人生では永遠に、若く、優秀で中心的存在で有り続ける事は不可能なのだ。
人生は常に移りゆく儚い束の間の夢!いつか自分の歩み築いて来た道でも、後輩にその道を譲る時が来る、何となく切ないけれど、こうして命が受け継がれてゆくこれも、自然が生き物に与えた愛の証だろう
「アーティスト」で「君にスターの座の席を譲るよ」と往年の大スタージョージが新星のペピーにスターの座を譲るシーンがチラリと頭を過り、切なくなってしまった!
この「ファイター」でもラスト兄貴が弟に、これからはまたこの町のお前がヒーローだと言っているシーンは、雨降っても最後は、地固まるので、気持ちの良いラスト爽やかで観ていてうれしかった!

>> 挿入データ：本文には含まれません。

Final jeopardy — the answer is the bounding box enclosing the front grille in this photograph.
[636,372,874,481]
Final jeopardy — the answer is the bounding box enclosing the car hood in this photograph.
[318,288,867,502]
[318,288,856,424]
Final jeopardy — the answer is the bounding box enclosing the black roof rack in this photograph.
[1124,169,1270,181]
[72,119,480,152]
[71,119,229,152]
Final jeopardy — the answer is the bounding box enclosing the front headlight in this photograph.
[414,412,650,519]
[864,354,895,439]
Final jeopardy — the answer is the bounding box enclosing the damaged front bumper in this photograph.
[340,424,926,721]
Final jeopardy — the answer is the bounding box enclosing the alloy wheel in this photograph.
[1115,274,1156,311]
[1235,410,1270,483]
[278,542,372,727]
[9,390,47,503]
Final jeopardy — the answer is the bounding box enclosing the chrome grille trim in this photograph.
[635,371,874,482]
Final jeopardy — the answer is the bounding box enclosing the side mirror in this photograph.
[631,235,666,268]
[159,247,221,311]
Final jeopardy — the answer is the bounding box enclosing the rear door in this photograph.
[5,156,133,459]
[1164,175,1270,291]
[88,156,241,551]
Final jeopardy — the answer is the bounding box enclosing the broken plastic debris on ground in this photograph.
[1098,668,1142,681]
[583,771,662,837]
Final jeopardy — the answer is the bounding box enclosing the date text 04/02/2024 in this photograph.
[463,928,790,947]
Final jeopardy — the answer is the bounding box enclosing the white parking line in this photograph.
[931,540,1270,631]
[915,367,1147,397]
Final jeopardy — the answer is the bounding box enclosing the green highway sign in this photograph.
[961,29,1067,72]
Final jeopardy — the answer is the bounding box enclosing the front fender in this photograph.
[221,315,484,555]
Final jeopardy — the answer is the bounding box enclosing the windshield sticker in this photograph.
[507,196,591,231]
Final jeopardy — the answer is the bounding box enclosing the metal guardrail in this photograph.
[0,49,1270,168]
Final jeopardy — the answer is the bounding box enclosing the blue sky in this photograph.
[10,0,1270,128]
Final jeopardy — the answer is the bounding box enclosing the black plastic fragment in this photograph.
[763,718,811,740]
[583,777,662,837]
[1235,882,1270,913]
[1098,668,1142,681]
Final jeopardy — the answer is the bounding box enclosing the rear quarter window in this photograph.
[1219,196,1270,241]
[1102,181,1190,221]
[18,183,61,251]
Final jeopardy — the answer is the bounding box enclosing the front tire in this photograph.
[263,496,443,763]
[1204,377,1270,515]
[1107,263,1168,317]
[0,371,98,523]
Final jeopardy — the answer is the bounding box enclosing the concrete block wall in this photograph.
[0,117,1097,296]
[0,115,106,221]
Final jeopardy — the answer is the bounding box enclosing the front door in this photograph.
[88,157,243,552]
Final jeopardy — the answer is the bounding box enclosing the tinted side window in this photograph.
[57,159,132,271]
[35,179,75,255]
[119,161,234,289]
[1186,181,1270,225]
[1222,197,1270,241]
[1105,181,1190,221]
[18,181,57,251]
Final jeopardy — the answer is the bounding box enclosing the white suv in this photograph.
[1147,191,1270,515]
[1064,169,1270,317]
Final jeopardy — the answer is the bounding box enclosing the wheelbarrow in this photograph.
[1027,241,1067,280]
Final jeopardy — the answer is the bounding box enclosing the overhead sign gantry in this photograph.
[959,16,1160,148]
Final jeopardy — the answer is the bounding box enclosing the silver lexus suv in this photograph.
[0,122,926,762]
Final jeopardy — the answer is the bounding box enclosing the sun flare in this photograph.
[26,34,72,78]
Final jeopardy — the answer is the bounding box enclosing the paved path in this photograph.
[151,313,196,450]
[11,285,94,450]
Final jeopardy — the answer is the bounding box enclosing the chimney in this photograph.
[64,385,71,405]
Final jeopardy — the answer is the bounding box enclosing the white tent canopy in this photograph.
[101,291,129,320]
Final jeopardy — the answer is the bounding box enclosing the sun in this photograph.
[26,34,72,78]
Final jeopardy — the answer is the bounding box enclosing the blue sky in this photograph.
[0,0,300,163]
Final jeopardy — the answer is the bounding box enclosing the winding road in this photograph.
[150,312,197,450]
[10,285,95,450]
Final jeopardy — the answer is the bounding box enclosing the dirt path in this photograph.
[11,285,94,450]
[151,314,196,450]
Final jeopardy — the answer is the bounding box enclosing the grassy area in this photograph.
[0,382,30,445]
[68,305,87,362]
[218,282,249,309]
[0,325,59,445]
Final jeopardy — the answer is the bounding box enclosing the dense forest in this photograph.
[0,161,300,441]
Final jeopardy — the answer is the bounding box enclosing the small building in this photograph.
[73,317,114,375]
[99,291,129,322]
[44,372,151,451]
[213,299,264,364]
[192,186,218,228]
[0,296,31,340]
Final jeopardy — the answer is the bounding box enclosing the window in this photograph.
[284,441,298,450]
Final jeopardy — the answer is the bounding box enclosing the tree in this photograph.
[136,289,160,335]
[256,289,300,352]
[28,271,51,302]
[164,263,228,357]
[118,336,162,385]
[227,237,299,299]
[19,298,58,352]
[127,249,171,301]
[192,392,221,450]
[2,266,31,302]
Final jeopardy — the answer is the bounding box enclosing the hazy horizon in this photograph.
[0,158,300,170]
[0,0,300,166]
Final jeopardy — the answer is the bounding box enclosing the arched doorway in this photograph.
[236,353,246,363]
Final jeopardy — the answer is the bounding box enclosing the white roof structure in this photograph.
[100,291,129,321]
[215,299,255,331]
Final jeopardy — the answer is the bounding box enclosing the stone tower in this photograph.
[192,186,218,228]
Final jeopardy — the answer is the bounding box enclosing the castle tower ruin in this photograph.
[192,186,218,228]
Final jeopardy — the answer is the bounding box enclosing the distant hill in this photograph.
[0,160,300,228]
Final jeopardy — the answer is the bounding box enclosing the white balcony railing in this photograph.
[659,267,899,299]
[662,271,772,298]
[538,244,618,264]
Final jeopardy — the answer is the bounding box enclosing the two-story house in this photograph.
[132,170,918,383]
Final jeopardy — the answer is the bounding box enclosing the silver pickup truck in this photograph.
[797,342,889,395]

人間、家族に限らず、どんな間柄の者同志でも、必ずやお互いが思いやりを持って、努力を重ね、自分の道を励んで貫き生きるなら、何時の日か必ずや、壊れかけた人間関係も改善出来るとこの話は実話を元に描いているだけに更に、喜びが増す!厳しい現実の世界で生きる私達に、更に厳しい現実を描く映画より、こう言うハッピーエンドは救われるのだ!